Why does certbot give me one challenge string to add to the DNS, and then, once I hit enter, ask me to enter another one?
Could it give me all the strings I need to add as _acme-challenge.gwscientific.com. TXT records so I can add them all at once?
* We have a hidden master which is slaved by our provider. Once we add the records to our server, it sends notifies to their servers. Even after the new record is visible in their web UI, it can take five to 10 minutes for it to be visible directly querying their dns servers. ns1.peer1.net, if you care to know. Thus, it would be nice to have all the challenge strings up front.
It should have told you so I guess.. It seems to wait until the end.
I'm wondering, I understand your point of getting a nice list of domains, but what is keeping you from pressing enter just a n amount of times? Of course you'd need to know when the last hostname is being presented and not hit enter at that time...
I guess the developers tried to make it as foolproof as possible, as certbot is used by many different users with different levels of skill. Not sure if they'd want to change that.
Well, I suppose I could do that, but it doesn't say this string is for this domain, so I didn't know if I could press enter X times (where X is the number of host names), or if there was some arbitrary number of strings it would present to me. In my case, yes, I do two host names (my base domain, and *.domain.com), but there was never any indication it would be presenting me X strings because I had X host names. It seems like it might actually be clearer, instead of saying "add this one, don't delete the other one you just added" to print out something that says "Add all these TXT records to your DNS information."
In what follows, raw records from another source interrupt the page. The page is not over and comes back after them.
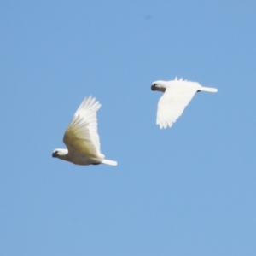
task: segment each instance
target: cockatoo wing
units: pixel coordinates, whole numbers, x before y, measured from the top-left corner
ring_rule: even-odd
[[[84,98],[64,134],[68,151],[77,155],[103,159],[97,132],[96,112],[101,108],[92,96]]]
[[[188,81],[172,81],[158,102],[156,124],[160,128],[172,127],[182,115],[185,107],[200,90],[197,83]]]

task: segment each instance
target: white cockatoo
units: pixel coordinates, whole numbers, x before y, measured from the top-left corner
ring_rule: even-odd
[[[116,161],[104,159],[100,150],[96,118],[100,108],[99,102],[92,96],[84,98],[65,131],[63,142],[67,149],[56,148],[52,157],[81,166],[117,165]]]
[[[172,127],[182,115],[185,107],[198,91],[217,92],[215,88],[202,87],[196,82],[175,78],[172,81],[155,81],[151,84],[152,90],[164,92],[159,100],[156,125],[160,128]]]

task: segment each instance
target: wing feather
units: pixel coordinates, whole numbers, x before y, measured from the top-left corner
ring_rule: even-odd
[[[197,83],[181,80],[172,81],[166,86],[158,102],[156,124],[160,129],[172,126],[200,87]]]
[[[63,142],[69,152],[90,158],[104,158],[97,132],[96,112],[100,108],[96,98],[84,99],[64,134]]]

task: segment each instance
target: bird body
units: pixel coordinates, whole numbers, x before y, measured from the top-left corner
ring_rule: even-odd
[[[158,102],[156,116],[156,124],[160,129],[172,126],[196,92],[218,91],[215,88],[203,87],[197,82],[177,78],[172,81],[155,81],[151,84],[151,90],[164,92]]]
[[[67,149],[55,149],[53,157],[81,166],[117,165],[116,161],[105,160],[100,151],[96,118],[100,108],[99,102],[92,96],[84,98],[65,131],[63,142]]]

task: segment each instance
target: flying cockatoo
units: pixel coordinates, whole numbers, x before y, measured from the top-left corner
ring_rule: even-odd
[[[84,98],[65,131],[63,142],[67,149],[56,148],[52,157],[81,166],[117,165],[116,161],[104,159],[100,150],[96,118],[100,108],[99,102],[92,96]]]
[[[198,91],[217,92],[215,88],[202,87],[196,82],[175,78],[173,81],[155,81],[151,84],[152,90],[164,92],[159,100],[156,125],[160,128],[172,127],[182,115],[185,107]]]

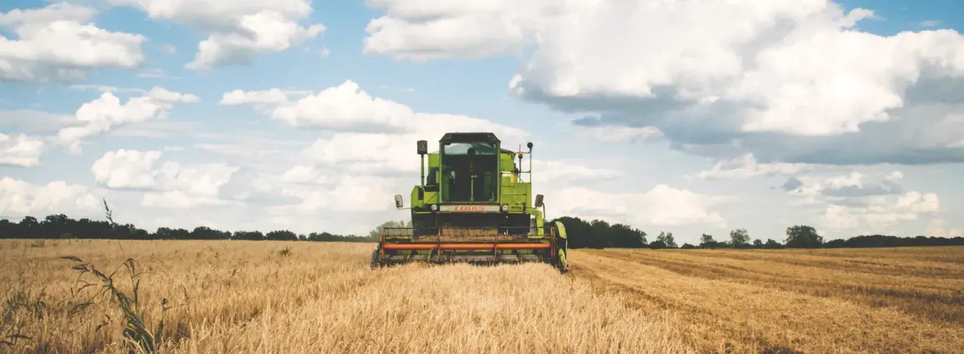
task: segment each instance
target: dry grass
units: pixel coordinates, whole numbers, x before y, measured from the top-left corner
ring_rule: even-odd
[[[701,351],[964,352],[964,247],[584,250],[573,275],[677,312]]]
[[[632,309],[623,294],[548,265],[373,271],[371,248],[0,240],[0,340],[9,342],[0,351],[127,353],[141,343],[159,353],[689,352],[671,326],[679,319]],[[133,273],[127,259],[137,261],[127,264]]]

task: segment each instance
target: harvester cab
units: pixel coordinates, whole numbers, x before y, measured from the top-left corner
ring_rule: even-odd
[[[503,149],[489,132],[446,133],[434,152],[419,140],[421,177],[411,206],[395,195],[395,207],[410,210],[412,227],[383,229],[372,266],[538,261],[568,271],[566,230],[561,222],[546,225],[543,195],[533,203],[532,143],[526,147]]]

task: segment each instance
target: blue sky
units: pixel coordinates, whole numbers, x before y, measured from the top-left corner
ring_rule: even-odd
[[[650,3],[4,2],[0,216],[365,232],[415,140],[480,129],[550,217],[962,233],[959,2]]]

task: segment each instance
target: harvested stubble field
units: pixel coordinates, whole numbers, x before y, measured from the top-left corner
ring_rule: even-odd
[[[371,249],[0,240],[0,340],[13,342],[0,352],[126,353],[139,334],[153,341],[162,318],[159,353],[964,352],[961,247],[575,250],[566,275],[536,264],[373,271]],[[123,264],[135,259],[145,324],[128,324],[67,256],[117,271],[128,295]]]

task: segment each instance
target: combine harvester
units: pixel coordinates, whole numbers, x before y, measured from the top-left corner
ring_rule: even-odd
[[[532,143],[527,147],[528,152],[516,152],[502,149],[493,133],[446,133],[430,153],[428,142],[419,140],[421,180],[412,190],[412,206],[395,195],[395,207],[411,209],[413,227],[385,228],[372,267],[536,261],[568,271],[566,229],[561,222],[544,225],[543,195],[532,204]],[[529,154],[529,171],[522,171],[523,154]],[[522,174],[530,180],[522,181]]]

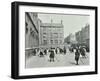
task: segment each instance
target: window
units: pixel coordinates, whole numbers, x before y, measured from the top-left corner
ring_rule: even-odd
[[[58,44],[58,40],[55,40],[55,44]]]
[[[53,44],[53,40],[51,40],[51,44]]]
[[[43,40],[43,44],[44,45],[47,45],[47,40]]]
[[[26,23],[26,34],[28,33],[28,23]]]

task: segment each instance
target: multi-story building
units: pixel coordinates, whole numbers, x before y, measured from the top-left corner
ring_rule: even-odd
[[[64,43],[63,24],[61,23],[40,23],[40,47],[62,47]]]
[[[76,43],[76,37],[74,34],[69,34],[65,39],[64,42],[67,44],[75,44]]]
[[[84,28],[81,29],[81,31],[76,32],[76,40],[79,44],[85,44],[89,47],[89,41],[90,41],[90,26],[87,24]]]
[[[39,24],[37,13],[25,13],[25,49],[39,46]]]

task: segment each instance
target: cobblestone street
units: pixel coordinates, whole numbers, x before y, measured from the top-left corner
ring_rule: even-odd
[[[38,55],[31,56],[26,60],[26,68],[76,66],[74,55],[74,53],[70,52],[66,53],[66,55],[56,54],[54,62],[49,61],[49,55],[44,55],[44,57],[39,57]],[[86,53],[86,58],[80,56],[79,66],[80,65],[89,65],[89,53]]]

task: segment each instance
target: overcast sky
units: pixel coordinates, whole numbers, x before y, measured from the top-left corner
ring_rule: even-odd
[[[39,13],[38,17],[43,23],[61,23],[64,25],[64,37],[67,37],[70,33],[75,33],[89,23],[89,16],[87,15],[68,15],[68,14],[43,14]]]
The hostname is """hidden""" in the challenge hostname, only to be prepended by the _acme-challenge label. But indeed, wildcard hostnames have an identical ACME challenge hostname as their base domain name.
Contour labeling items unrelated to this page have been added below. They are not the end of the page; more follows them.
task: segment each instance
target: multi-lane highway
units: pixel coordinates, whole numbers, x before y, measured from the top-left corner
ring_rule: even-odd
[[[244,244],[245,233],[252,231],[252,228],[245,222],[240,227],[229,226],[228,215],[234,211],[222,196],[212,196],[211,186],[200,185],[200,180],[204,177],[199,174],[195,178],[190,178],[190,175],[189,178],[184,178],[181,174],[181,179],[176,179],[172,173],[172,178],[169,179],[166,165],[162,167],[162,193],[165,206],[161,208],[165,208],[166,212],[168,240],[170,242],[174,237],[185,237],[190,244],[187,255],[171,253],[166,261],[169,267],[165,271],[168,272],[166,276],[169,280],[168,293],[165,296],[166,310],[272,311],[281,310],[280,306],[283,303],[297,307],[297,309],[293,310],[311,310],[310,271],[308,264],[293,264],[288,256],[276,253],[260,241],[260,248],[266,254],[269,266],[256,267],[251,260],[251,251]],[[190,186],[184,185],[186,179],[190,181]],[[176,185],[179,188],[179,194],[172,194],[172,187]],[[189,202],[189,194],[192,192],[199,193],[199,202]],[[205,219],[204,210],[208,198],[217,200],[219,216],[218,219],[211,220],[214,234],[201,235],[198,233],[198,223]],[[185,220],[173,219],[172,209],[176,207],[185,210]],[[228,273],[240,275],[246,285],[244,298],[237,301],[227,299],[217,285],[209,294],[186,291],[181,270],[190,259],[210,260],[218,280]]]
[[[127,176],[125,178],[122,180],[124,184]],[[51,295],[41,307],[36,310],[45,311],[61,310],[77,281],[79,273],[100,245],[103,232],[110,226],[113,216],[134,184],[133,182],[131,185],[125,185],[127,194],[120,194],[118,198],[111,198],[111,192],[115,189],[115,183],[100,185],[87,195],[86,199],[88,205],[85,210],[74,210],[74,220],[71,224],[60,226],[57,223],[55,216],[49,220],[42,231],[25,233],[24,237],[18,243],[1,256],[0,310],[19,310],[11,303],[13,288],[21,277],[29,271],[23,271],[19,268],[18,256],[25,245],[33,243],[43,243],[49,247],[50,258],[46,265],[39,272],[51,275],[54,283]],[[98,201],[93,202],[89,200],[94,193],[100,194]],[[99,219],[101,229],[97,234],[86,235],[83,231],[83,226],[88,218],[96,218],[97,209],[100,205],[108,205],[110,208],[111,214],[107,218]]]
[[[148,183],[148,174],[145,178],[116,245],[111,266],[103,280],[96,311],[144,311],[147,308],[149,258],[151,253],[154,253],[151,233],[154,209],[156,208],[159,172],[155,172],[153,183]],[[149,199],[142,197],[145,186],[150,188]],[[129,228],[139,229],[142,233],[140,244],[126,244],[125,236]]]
In the end, if you know the number of hostnames, you know how many times to press enter to get all the challenges (${number_of_hostnames} - 1).
I'm curious: from your post I read you're running your own DNS server from which your DNS provider reads the zone info? If you own and manage the primary DNS server, isn't it possible to use a DNS plugin?
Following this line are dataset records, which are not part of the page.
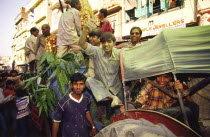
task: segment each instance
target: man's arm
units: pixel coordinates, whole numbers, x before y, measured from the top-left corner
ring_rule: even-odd
[[[144,105],[148,101],[148,93],[151,91],[151,89],[152,84],[147,83],[139,92],[136,102],[140,103],[141,105]]]
[[[52,125],[52,137],[57,137],[59,126],[60,126],[60,122],[53,121],[53,125]]]
[[[87,34],[88,31],[96,28],[96,25],[92,19],[88,20],[87,23],[84,25],[83,30],[81,31],[81,35],[79,38],[79,46],[83,49],[87,49]]]
[[[35,44],[35,47],[34,47],[35,55],[37,55],[37,51],[38,51],[38,48],[39,48],[39,44],[40,44],[40,35],[38,35],[38,36],[37,36],[37,39],[36,39],[36,44]]]
[[[73,15],[74,16],[74,23],[75,23],[75,27],[76,27],[76,30],[77,30],[77,35],[80,36],[80,31],[81,31],[80,12],[77,11],[77,12],[74,12],[72,14],[75,14],[75,15]]]
[[[91,117],[89,111],[86,112],[86,118],[87,118],[88,122],[90,123],[90,125],[91,125],[91,127],[92,127],[92,135],[93,135],[93,136],[96,135],[98,131],[96,130],[96,127],[95,127],[95,125],[94,125],[94,123],[93,123],[93,120],[92,120],[92,117]]]

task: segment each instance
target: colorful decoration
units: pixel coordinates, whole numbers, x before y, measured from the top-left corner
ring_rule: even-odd
[[[50,35],[45,38],[45,51],[51,52],[53,54],[57,53],[57,46],[56,46],[56,35]]]

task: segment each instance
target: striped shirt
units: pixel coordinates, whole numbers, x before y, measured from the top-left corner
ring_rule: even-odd
[[[29,96],[18,97],[16,99],[16,107],[18,109],[16,119],[20,119],[30,114],[29,109]]]
[[[85,53],[93,57],[94,78],[102,82],[105,88],[110,90],[114,95],[121,91],[122,83],[119,76],[120,50],[113,48],[111,57],[107,57],[102,48],[88,43]]]

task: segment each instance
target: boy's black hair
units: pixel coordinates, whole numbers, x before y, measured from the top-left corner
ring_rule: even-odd
[[[9,76],[9,73],[8,73],[8,72],[4,72],[4,73],[1,74],[1,77],[2,77],[2,78],[3,78],[3,77],[6,77],[6,76]]]
[[[70,5],[72,8],[75,8],[75,5],[78,4],[80,1],[79,0],[71,0]]]
[[[4,80],[0,77],[0,83],[4,82]]]
[[[116,42],[116,38],[111,32],[104,32],[101,35],[100,42],[104,43],[109,39],[111,39],[113,42]]]
[[[23,88],[17,88],[15,89],[15,92],[16,92],[17,97],[24,97],[28,95],[26,90],[24,90]]]
[[[11,70],[10,73],[17,73],[18,74],[17,70]]]
[[[30,29],[30,33],[32,34],[33,32],[35,32],[35,31],[39,31],[36,27],[33,27],[33,28],[31,28]]]
[[[89,32],[89,36],[97,36],[101,37],[102,31],[100,29],[93,29],[92,31]]]
[[[137,27],[137,26],[131,28],[130,34],[131,34],[131,32],[132,32],[134,29],[137,29],[137,30],[139,31],[139,34],[140,34],[140,35],[142,34],[141,28],[140,28],[140,27]]]
[[[100,9],[100,13],[103,13],[105,18],[106,18],[107,15],[108,15],[107,9]]]
[[[7,80],[6,81],[6,88],[8,88],[9,85],[15,85],[15,82],[12,80]]]
[[[73,83],[73,82],[77,82],[77,81],[86,81],[86,77],[85,77],[85,75],[83,75],[83,74],[81,74],[81,73],[74,73],[72,76],[71,76],[71,78],[70,78],[70,81],[71,81],[71,83]]]

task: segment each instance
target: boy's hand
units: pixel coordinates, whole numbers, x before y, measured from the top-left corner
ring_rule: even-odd
[[[92,29],[95,29],[97,26],[93,19],[89,19],[86,24],[84,25],[84,31],[90,31]]]
[[[95,136],[98,133],[96,128],[92,128],[91,136]]]

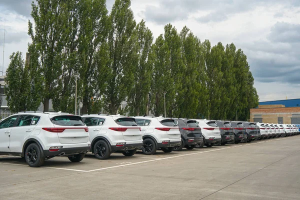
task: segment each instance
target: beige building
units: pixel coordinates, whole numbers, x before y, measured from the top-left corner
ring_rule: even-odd
[[[250,121],[272,124],[300,124],[300,107],[260,105],[250,109]]]

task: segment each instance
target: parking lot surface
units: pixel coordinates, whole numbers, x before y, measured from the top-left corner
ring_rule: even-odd
[[[44,166],[0,156],[1,200],[300,200],[300,136]]]

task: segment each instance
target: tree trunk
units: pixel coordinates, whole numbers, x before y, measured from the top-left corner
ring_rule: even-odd
[[[82,101],[82,114],[88,114],[88,100],[86,97],[84,97]]]
[[[44,100],[44,102],[43,104],[44,106],[44,112],[49,112],[49,98],[45,98]]]

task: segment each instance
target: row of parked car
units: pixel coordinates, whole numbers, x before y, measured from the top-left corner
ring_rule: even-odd
[[[114,152],[130,156],[138,150],[151,155],[158,150],[170,152],[290,136],[299,130],[294,124],[26,112],[0,122],[0,154],[20,156],[38,167],[56,156],[80,162],[88,152],[100,160]]]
I assume when a zone file is updated in that manner, a notify is sent? If so, it is possible it could work. My propagation seconds would still have be something crazy high like 600, but it might be workable.
I assume it will only remove the strings it added? I can see two hosts stepping on each other otherwise. What are the chances of two hosts generating the same strings?
This is pretty inconvenient, but with Certbot >1.4.0 you can emulate "print everything at once" by using a manual auth hook.
Something like:
#!/usr/bin/env sh
echo "_acme-challenge.$CERTBOT_DOMAIN. 60 IN TXT $CERTBOT_VALIDATION" >> /tmp/all-challenges.txt
if [ "$CERTBOT_REMAINING_CHALLENGES" = "0" ]; then
read -p "Press any key to continue" reply;
fi
$ cat /tmp/all-challenges.txt
_acme-challenge.foobaz.com. 60 IN TXT ypUZHBtoxQsmSZRVLfjpzp91-4apkWcnCHimEzKWy-I
_acme-challenge.www.foobaz.com. 60 IN TXT b7ShWNtW6f7-fZb0WcVL74ponCl-gG9_EnA9bTOTSvY
then you just press any key in the Certbot terminal when ready.
But instead of doing something like that, I would instead use something like acme-dns or DNS alias mode, which rely instead on permanent CNAME delegations, so you only have to setup DNS once.
I don't know actually. I use the plugin myself with BIND, but that's just a single server system (not professionally ). My knowledge of the RFC 2136 is too little to answer that.
Nah, that isn't crazy high, I think I've seen numbers like 1200 which still is kinda normal
+1 on this recommendation. Unless you admin your own DNS system and it is rather simple, there are too many peculiarities that make switching records within the DNS-01 auth system difficult to implement. acme-dns is simple to setup and use.
These terms are generally considered outdated and problematic; many open source projects have transitioned away from them, and some consider their usage to be against "Code of Conduct" policies.
If this usage wasn't accidental -- it often is! -- I strongly suggest you begin to migrate to using more accepted and inclusive terms like "primary/replicant" or other popular alternates.